How to run duplicacy as a cron job on linux?

Christoph · 15 December 2018 23:00

There are certainly many ways of doing this but here is how I managed to schedule duplicacy on a Linux server (Ubuntu 18.04).

(If you know a better/different way, please add it! Or if I made a mistake (I’m not a Linux expert!), please correct it.)

To start with: I’m running duplicacy as root so that I can backup files from different users in the same backup. If you are just backing up files from a single user, you can probably save yourself a lot of trouble by not using sudo.

1. Initialize your repository (mine is called NAS)

cd /srv/NAS/
sudo duplicacy -d init -e NAS webdav://<myusername>@webdav.pcloud.com/Backup/Duplicacy

Make sure you adjust the working directory and the init command to suit your needs.

You will probably get some errors like

Reading the environment variable DUPLICACY_WEBDAV_PASSWORD
Failed to store the value to the keyring: keyring/dbus: Error connecting to dbus session, not registering 
SecretService provider: dbus: DBUS_SESSION_BUS_ADDRESS not set

Just ignore them and enter the requested passwords (which will trigger another error, but we’ll tackle that in the next step)

2. Save your passwords into your `preferences` file

sudo duplicacy set -key webdav_password -value "this is my webdav passphrase"


sudo duplicacy set -key password -value "this is my storage passphrase"

This is probably not the most secure method, but I couldn’t figure out how to get environment variables to work with sudo… I guess security is okay, since only root has access to the preferences file)

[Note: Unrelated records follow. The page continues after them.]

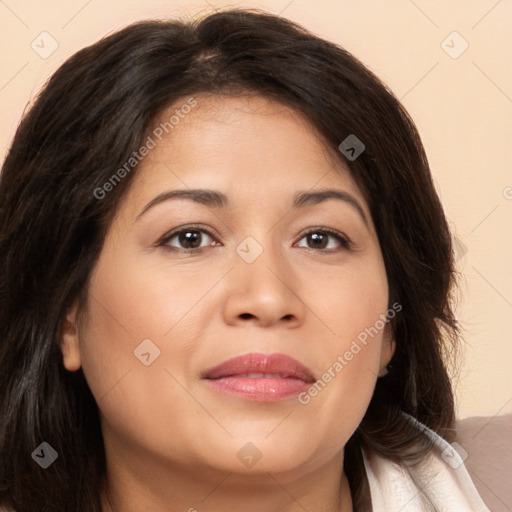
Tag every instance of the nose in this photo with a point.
(266, 292)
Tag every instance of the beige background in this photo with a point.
(462, 107)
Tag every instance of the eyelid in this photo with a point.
(344, 241)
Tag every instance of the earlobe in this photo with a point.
(69, 339)
(388, 349)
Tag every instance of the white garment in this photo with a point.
(441, 477)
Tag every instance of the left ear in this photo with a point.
(387, 349)
(69, 338)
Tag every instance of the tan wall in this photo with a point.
(462, 107)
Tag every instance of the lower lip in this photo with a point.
(259, 389)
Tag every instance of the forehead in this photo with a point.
(250, 147)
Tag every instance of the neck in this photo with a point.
(159, 486)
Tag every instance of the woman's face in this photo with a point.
(160, 314)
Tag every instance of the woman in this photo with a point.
(226, 282)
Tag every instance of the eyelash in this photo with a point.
(344, 242)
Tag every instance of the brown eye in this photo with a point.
(319, 239)
(188, 239)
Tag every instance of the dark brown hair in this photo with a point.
(89, 118)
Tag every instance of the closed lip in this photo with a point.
(254, 363)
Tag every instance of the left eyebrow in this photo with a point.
(215, 199)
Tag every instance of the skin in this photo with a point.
(172, 442)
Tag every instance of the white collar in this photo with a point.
(447, 485)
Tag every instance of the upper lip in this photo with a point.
(281, 364)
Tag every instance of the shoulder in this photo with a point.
(440, 479)
(487, 443)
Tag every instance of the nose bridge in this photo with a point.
(263, 282)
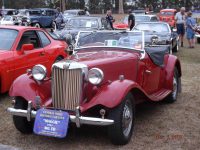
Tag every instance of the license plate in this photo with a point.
(52, 123)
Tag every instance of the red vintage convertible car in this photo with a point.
(23, 47)
(100, 84)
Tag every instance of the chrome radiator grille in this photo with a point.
(66, 88)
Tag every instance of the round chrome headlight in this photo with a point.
(39, 72)
(95, 76)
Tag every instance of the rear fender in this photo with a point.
(26, 87)
(111, 95)
(173, 62)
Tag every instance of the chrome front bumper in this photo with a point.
(77, 119)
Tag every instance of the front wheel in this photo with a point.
(123, 115)
(174, 94)
(54, 26)
(175, 48)
(21, 123)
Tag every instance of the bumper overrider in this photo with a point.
(77, 119)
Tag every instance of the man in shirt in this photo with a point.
(190, 23)
(180, 24)
(131, 20)
(110, 18)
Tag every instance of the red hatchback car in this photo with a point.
(168, 15)
(100, 84)
(23, 47)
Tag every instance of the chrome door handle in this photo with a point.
(148, 71)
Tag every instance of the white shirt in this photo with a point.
(180, 19)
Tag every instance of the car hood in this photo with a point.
(113, 62)
(72, 31)
(161, 36)
(95, 56)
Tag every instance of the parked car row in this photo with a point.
(38, 17)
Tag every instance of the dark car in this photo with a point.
(76, 24)
(158, 33)
(73, 12)
(39, 17)
(138, 18)
(10, 12)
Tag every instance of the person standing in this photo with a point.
(131, 20)
(180, 19)
(58, 18)
(86, 11)
(110, 18)
(190, 27)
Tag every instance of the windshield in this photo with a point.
(149, 27)
(167, 13)
(82, 23)
(125, 21)
(33, 13)
(7, 37)
(123, 39)
(22, 13)
(7, 18)
(70, 13)
(142, 18)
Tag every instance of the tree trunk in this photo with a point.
(121, 8)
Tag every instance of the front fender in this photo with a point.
(111, 95)
(26, 87)
(172, 62)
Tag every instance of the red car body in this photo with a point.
(154, 87)
(168, 15)
(14, 62)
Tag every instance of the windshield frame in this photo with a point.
(151, 23)
(82, 18)
(13, 40)
(111, 31)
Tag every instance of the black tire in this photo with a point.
(173, 96)
(21, 123)
(116, 132)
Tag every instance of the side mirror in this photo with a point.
(27, 47)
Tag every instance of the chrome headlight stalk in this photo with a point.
(70, 64)
(95, 76)
(39, 72)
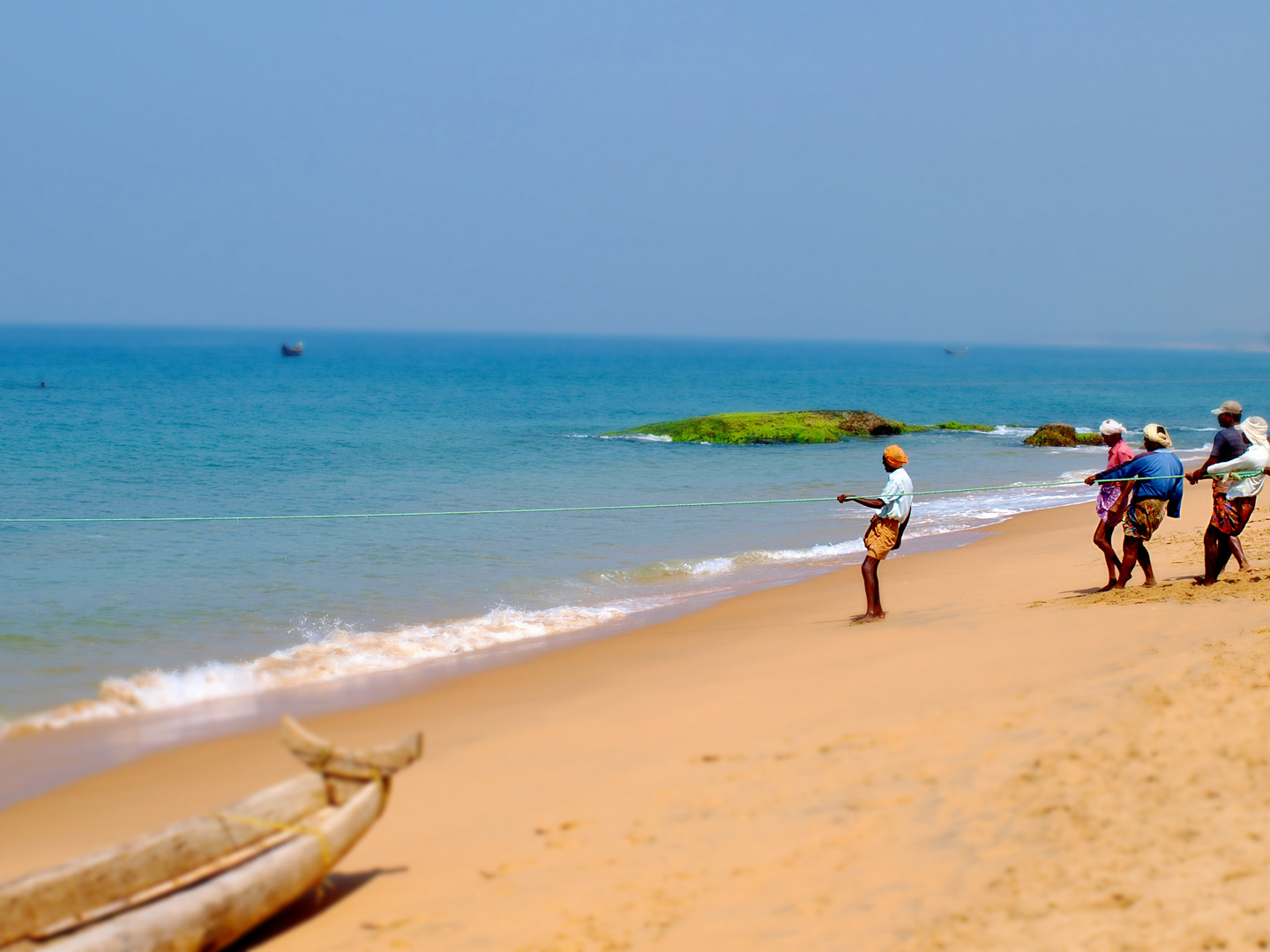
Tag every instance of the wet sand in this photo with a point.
(1007, 762)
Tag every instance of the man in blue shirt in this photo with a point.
(886, 528)
(1159, 484)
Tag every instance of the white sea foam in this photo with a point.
(328, 651)
(331, 652)
(641, 437)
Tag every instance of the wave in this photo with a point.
(328, 652)
(634, 437)
(721, 565)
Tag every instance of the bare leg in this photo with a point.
(869, 569)
(1145, 560)
(1237, 551)
(1129, 562)
(1212, 551)
(1102, 539)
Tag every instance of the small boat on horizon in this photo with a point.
(206, 881)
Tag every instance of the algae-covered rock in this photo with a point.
(1061, 435)
(779, 427)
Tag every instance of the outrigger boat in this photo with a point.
(201, 883)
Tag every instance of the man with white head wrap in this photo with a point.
(1229, 443)
(1113, 498)
(1232, 509)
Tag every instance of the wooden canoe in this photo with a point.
(201, 883)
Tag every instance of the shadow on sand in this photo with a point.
(333, 890)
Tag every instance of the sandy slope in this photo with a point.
(1005, 763)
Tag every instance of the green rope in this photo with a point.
(566, 508)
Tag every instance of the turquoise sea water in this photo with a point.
(215, 423)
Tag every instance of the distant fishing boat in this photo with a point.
(206, 881)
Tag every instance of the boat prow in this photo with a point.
(204, 882)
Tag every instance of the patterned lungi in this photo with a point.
(1108, 496)
(1229, 516)
(1143, 518)
(882, 537)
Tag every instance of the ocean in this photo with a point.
(107, 620)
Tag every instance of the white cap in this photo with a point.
(1110, 427)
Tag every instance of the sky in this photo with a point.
(959, 172)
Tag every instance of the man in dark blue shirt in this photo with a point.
(1159, 484)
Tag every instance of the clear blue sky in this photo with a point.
(900, 170)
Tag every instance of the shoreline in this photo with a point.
(38, 761)
(765, 775)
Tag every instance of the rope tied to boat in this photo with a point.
(280, 828)
(572, 508)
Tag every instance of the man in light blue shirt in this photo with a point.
(886, 528)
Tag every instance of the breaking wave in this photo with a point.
(326, 655)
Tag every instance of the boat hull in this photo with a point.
(215, 913)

3. Setup your filters file

See this topic on how to do this.

4.

There shall be no step 4 in this tutorial

5. Run your first backup

Before running the backup automatically, I like to text it manually to see that things are working fine:

Doing something like

sudo duplicacy -log  backup -stats

you should not be asked for any password.

You can either let your initial backup run through this way (in that case, perhaps use sudo duplicacy -log backup -stats & to let it run in the background) or you can stop it and let it be triggered according to schedule (see below).

6. Create a backup script

I want to keep logs of all automated backups and since I did not manage to achieve this on a single line in crontab, I use a script (which also adds some flexibility):

#!/bin/sh
cd /srv/NAS/ 
echo "`date`" Backing up $PWD ...
/usr/local/bin/duplicacy -log backup -stats
echo "`date`" Stopped backing up $PWD ...

Save the script wherever it suits you and don’t forget to make it executable. Mine is /home/christoph/backup_NAS.sh.

7. Schedule the backup

sudo crontab -e

and add something like

30 3 * * * /home/christoph/backup_NAS.sh > /srv/NAS/christoph/duplicacy/logs/NAS_backup_`date "+\%Y-\%m-\%d-\%H-\%M"`.log 2>&1

Adjust paths as appropriate.

leerspace · 16 December 2018 04:57

In order to prevent a backup from running before the previous one has finished, I use a script that looks something like this:

$ cat /tank/.duplicacy/scripts/backup_tank.sh:

#!/bin/bash

# https://stackoverflow.com/a/185473/1388019
lockfile="/tmp/duplicacy_tank.lock"

if [ -e ${lockfile} ] && kill -0 `cat ${lockfile}`; then
    echo "duplicacy backup already running"
    exit
fi

# make sure the lockfile is removed when we exit and then claim it
trap "rm -f ${lockfile}; exit" INT TERM EXIT
echo $$ > ${lockfile}

# run the backup
cd /tank
/usr/local/bin/duplicacy -log backup -threads 4

# clean up lockfile
rm -f ${lockfile}

Christoph · 16 December 2018 19:39

I suppose there are certain circumstances where the lock file will not be deleted (when the script doesn’t complete) and the consequence would be that no more backups will be made. Maybe I’m missing something but for my “set and forget” attitude, this is way too risky.

I’m not sure how exactly to do this, but how about checking running processes and pipe the list through grep to see if it’s running, if yes, wait etc.

If your setup is more complex, you could also use the comment option and grep for your comment.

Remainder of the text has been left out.